Szef PE Antonio Tajani odpowiedział na list europosłów Zdzisława Krasnodębskiego i Marka Jurka ws. słów lidera liberałów Guya Verhofstadta o Marszu Niepodległości. Zdaniem Tajaniego szef PE musi szanować wolność wypowiedzi posłów, jeśli nie naruszają regulaminu.
Ubiegłoroczny, listopadowy list Krasnodębskiego (PiS) i Jurka (Prawica Rzeczpospolitej) był reakcją na słowa Verhofstadta, lidera Porozumienia Liberałów i Demokratów na rzecz Europy (ALDE), który podczas debaty w Parlamencie Europejskim mówił, że 11 listopada na ulicach Warszawy odbył się "60-tysięczny marsz faszystów, neonazistów, białych suprematystów".

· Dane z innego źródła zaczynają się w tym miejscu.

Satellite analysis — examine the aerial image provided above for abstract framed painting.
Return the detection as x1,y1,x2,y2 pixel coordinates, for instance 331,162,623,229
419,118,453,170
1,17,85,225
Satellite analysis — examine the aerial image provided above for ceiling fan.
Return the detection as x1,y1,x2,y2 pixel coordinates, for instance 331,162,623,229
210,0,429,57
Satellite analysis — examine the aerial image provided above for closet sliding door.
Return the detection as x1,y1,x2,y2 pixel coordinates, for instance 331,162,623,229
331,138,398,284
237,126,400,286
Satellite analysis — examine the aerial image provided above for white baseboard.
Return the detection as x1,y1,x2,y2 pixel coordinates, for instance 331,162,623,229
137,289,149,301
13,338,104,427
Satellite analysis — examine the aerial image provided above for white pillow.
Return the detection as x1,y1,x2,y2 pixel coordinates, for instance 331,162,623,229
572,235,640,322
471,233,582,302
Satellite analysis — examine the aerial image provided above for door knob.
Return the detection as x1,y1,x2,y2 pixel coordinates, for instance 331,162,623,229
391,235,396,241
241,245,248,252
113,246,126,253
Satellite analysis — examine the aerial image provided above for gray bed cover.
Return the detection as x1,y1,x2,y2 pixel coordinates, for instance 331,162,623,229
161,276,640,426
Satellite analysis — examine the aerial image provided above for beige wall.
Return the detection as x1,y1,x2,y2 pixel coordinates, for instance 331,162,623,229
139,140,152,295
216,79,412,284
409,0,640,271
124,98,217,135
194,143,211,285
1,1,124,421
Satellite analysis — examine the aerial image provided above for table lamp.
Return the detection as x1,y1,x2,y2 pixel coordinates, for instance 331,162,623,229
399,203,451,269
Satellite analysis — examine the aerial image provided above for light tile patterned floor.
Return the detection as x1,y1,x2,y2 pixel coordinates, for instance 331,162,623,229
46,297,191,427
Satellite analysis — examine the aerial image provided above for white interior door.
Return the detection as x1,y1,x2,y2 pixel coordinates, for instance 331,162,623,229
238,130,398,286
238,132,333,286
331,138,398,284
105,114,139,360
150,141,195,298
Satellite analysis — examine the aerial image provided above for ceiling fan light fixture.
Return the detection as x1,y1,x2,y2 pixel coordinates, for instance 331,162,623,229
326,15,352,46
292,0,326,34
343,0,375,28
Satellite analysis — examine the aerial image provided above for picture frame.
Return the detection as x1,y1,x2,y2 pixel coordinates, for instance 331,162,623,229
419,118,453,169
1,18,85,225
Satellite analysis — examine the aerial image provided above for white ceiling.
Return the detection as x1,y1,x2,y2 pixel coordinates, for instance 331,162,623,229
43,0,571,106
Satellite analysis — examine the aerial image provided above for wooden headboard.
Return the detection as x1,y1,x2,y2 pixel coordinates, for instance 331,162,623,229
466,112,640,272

"Nie mówię tu o Charlottesville w USA, mówię o tym, co działo się w Warszawie, stolicy Polski. Marsz ten miał miejsce 300 kilometrów od obozu koncentracyjnego Auschwitz-Birkenau. To nie powinno nigdy wydarzyć się w Europie" - powiedział Verhofstadt. Na początku grudnia w tej sprawie podobny list do Tajaniego wysłała również europosłanka PiS Jadwiga Wiśniewska.
Polscy europosłowie napisali w liście, że "w związku z niedopuszczalną wypowiedzią Guy Verhofstadta, który podczas posiedzenia 15 listopada określił kilkadziesiąt tysięcy uczestników Marszu Niepodległości 11 listopada w Warszawie mianem neonazistów, składamy wniosek o pociągnięcie go do odpowiedzialności regulaminowej. (...) Incydentalne karygodne transparenty czy wypowiedzi, które pojawiły się na tym marszu, zostały potępione tak przez Prezydenta Rzeczypospolitej Polskiej, jak i organizatorów Marszu".
Polscy europosłowie wskazali też w liście, że "obciążanie odpowiedzialnością za marginalne incydenty kilkudziesięciu tysięcy uczestników pokojowego marszu jest niesprawiedliwie i narusza prawa podstawowe tych osób".
Odpowiedź Tajaniego na ten list opublikował w piątek na swoim koncie na Twitterze Krasnodębski. "Jak wspominałem przy wielu okazjach, mimo iż posłowie mają pełne prawo do krytykowania mówców, stawiania im pytań i kwestionowania ich wypowiedzi, to muszą przy tym używać stosownego języka, który powinien odpowiadać godności i reputacji Parlamentu Europejskiego - pisze w nim szef PE. - W sprawie tego konkretnego zdarzenia jestem zdania, że po pierwsze: ożywiona debata, jaka miała miejsce w Parlamencie Europejskim 15 listopada 2017 r., pozwoliła dać wyraz różnorodności opinii reprezentowanych w naszym parlamencie, a po drugie, że przewodniczący powinien szanować wolność wypowiedzi każdego z posłów, jeśli tylko nie narusza ona artykułu 11.3 naszego regulaminu wewnętrznego" - informuje w liście Tajani.
Art. 11 ust. 3 regulaminu mówi, że postępowanie posłów odznacza się wzajemnym szacunkiem, opiera się na wartościach i zasadach określonych w traktatach, a zwłaszcza w Karcie praw podstawowych UE, i cechuje się poszanowaniem powagi Parlamentu. "Ponadto nie może ono powodować zakłóceń w sprawnym przebiegu prac parlamentarnych, zagrażać zachowaniu bezpieczeństwa i porządku na terenie Parlamentu ani powodować niewłaściwego działania sprzętu do niego należącego. W debatach parlamentarnych posłowie wystrzegają się wypowiedzi lub zachowania o charakterze zniesławiającym, rasistowskim czy ksenofobicznym, a także eksponowania transparentów" - czytamy w regulaminie.